Depression is not just characterized by abnormally low mood, it also requires ahendonia (not enjoying the things one usually enjoys) and low energy. Sherlock has never displayed the latter two symptoms even during periods where he has low mood e.g. TRF. In TRF Sherlock has every reason to be sad, he’s about to fake his own death and devastate his only friend. I would be worried if he was happy – because that would actually be a sign of mania. Sherlock is still able to enjoy solving cases during times when he is “down”, in fact cases are the perfect antidote to his low mood, which shows that he is not actually depressed - he is merely sulking. As anyone who has been depressed will know, it takes time and a great deal of effort to life yourself out of depression. It will not happen instantaneously due to one set one stimuli.
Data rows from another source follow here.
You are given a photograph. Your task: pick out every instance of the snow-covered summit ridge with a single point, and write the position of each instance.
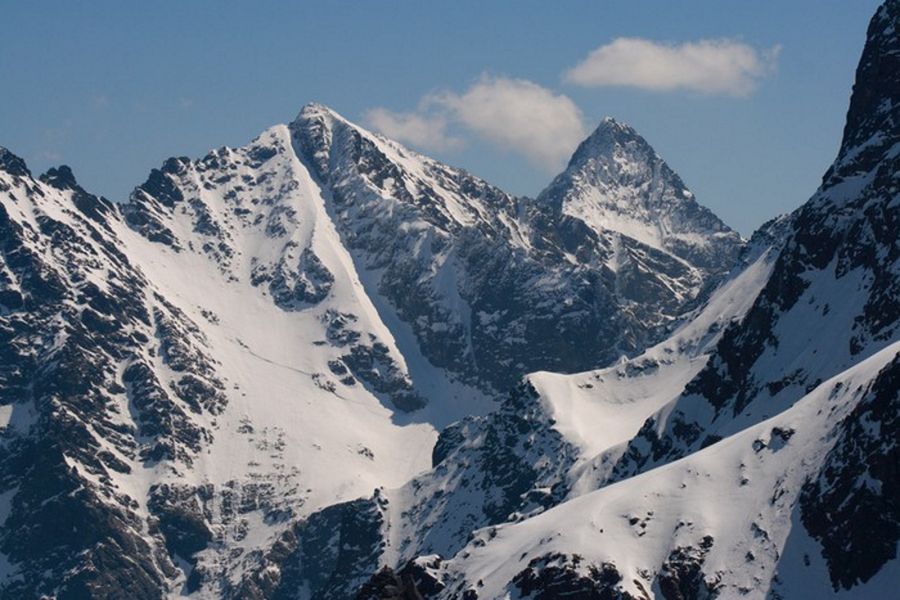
(617, 184)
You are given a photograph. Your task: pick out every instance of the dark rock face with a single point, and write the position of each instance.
(841, 256)
(76, 326)
(387, 585)
(532, 279)
(681, 576)
(853, 507)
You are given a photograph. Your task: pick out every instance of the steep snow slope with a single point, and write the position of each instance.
(773, 472)
(834, 295)
(194, 377)
(529, 455)
(617, 184)
(718, 522)
(493, 286)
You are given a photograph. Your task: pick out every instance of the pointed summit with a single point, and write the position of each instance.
(616, 183)
(12, 164)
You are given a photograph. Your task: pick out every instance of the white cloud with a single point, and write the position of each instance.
(421, 130)
(709, 66)
(516, 114)
(520, 116)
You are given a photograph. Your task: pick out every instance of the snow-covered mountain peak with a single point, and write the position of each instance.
(12, 164)
(619, 186)
(610, 137)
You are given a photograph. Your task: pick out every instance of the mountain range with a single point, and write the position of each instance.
(322, 365)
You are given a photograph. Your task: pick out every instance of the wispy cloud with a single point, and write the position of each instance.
(515, 114)
(420, 130)
(709, 66)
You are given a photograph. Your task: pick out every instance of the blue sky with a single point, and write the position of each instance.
(113, 88)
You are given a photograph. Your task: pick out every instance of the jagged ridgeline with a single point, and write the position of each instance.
(191, 374)
(600, 392)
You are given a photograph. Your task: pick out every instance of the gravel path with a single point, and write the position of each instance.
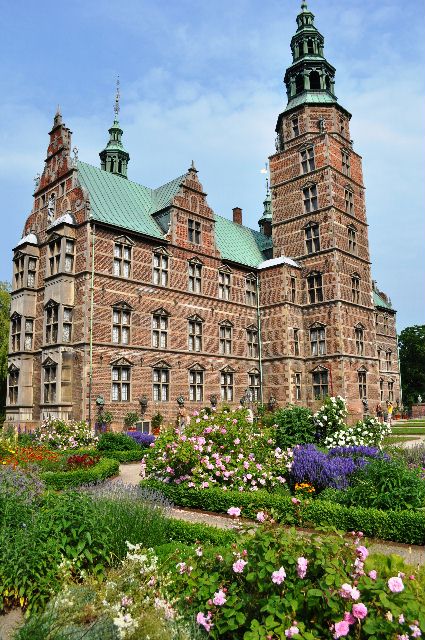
(413, 554)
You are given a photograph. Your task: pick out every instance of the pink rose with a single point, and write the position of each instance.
(395, 585)
(359, 611)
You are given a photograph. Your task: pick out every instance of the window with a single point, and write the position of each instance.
(161, 384)
(355, 289)
(349, 202)
(224, 285)
(307, 159)
(54, 256)
(67, 324)
(297, 384)
(122, 260)
(296, 342)
(52, 322)
(352, 240)
(194, 231)
(19, 271)
(196, 385)
(32, 268)
(195, 277)
(159, 330)
(226, 386)
(361, 376)
(120, 325)
(160, 269)
(29, 333)
(252, 340)
(312, 238)
(121, 384)
(346, 169)
(251, 291)
(310, 198)
(50, 382)
(15, 331)
(13, 385)
(317, 341)
(320, 384)
(195, 334)
(226, 338)
(293, 290)
(254, 385)
(315, 289)
(359, 340)
(69, 256)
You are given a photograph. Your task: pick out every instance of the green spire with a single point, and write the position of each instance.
(114, 158)
(310, 78)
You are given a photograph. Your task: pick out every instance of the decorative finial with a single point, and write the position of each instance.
(117, 99)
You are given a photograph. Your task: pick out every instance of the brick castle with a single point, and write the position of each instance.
(138, 299)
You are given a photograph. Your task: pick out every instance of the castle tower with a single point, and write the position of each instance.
(319, 220)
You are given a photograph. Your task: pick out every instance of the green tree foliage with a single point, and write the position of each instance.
(4, 340)
(412, 363)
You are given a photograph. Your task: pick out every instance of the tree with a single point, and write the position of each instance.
(412, 363)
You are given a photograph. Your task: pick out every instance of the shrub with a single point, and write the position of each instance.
(294, 425)
(272, 584)
(111, 441)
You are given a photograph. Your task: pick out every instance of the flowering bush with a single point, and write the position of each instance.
(272, 584)
(333, 469)
(222, 449)
(330, 417)
(365, 432)
(62, 434)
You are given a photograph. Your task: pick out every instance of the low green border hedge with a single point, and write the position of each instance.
(105, 468)
(397, 526)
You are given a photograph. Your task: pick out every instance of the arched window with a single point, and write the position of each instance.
(314, 81)
(299, 83)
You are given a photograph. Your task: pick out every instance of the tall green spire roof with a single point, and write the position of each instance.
(310, 78)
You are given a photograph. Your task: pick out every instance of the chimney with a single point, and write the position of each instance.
(237, 215)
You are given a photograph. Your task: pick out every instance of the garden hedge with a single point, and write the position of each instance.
(105, 468)
(398, 526)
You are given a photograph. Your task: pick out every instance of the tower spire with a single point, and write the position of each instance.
(114, 158)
Of course Sherlock may have had bipolar in the past, and is now on medication which controls his symptoms but I discuss later why Sherlock would object to treatment if he had bipolar.
Hence I do not think anyone could diagnose the BBC version of Sherlock with classic bipolar disorder. He also does not fit the pattern of the unipolar variety because he does not demonstrate any remission periods.
However Sherlock might just be hypomanic when we see him during the episodes. His remission periods might just be incredibly dull.
"John, I’m going out to buy milk", "John I’ve done the washing up", "John I’ve cleaned the cadavers out of the fridge, honestly what was I thinking?"
So Sherlock might have bipolar but in my professional opinion he doesn’t.
If anyone has thoughts about ACD Holmes than please do comment or message me.
But If Sherlock had Bipolar:
For anyone who wants to write about Sherlock with bipolar, here is a short guide to making him realistic.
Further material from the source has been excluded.